Thursday, September 18, 2008
. . . just across the border from Zembla:
It was brief, two minutes. His brow was furrowed, and his words were careful: “The American people can be sure we will continue to act to strengthen and stabilize our financial markets and improve investor confidence.” Then, having imparted no specifics, he once again slipped out of sight.(Photo links courtesy of Zemblan patriot J.M.)
In the increasingly surreal world of the White House, the appearance was a sign that all pretense of normalcy is gone.

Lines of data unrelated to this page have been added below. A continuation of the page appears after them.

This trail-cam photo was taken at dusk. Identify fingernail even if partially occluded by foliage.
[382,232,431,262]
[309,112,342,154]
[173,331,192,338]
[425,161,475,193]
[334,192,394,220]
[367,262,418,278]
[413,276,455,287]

All week long, with Wall Street engulfed by what analysts are calling the worst financial crisis since the Great Depression, President Bush had mostly stayed out of sight, except when trying to maintain the façade of business as usual . . . .
On Monday, as Americans absorbed the news that the venerable investment bank Lehman Brothers had been forced into bankruptcy, Mr. Bush received John Kufuor, the president of Ghana, at the White House. The sun-dappled South Lawn was awash in color that morning, as a full military honor guard and a fife and drum band marched across the grass, entertaining the leaders before they exchanged the customary pleasantries.
“Your tenure has been full of events and challenges, some very mind-boggling and hair-raising,” Mr. Kufuor told Mr. Bush, raising more than a few eyebrows. “You are a survivor,” the Ghanaian leader told the American president. “And my hope is that history would prove kinder to you.”
That evening, after the stock market had nose-dived, with the Dow Jones industrial average falling more than 500 points, Mr. Bush, his wife Laura and more than 100 of their guests dined on Maine lobster and ginger-scented lamb during a state dinner in the African leader’s honor. Then, in their tuxedoes and ball gowns they repaired to the Rose Garden to watch actors from Disney’s musical “The Lion King” perform a medley of songs under the cool, dark Washington sky.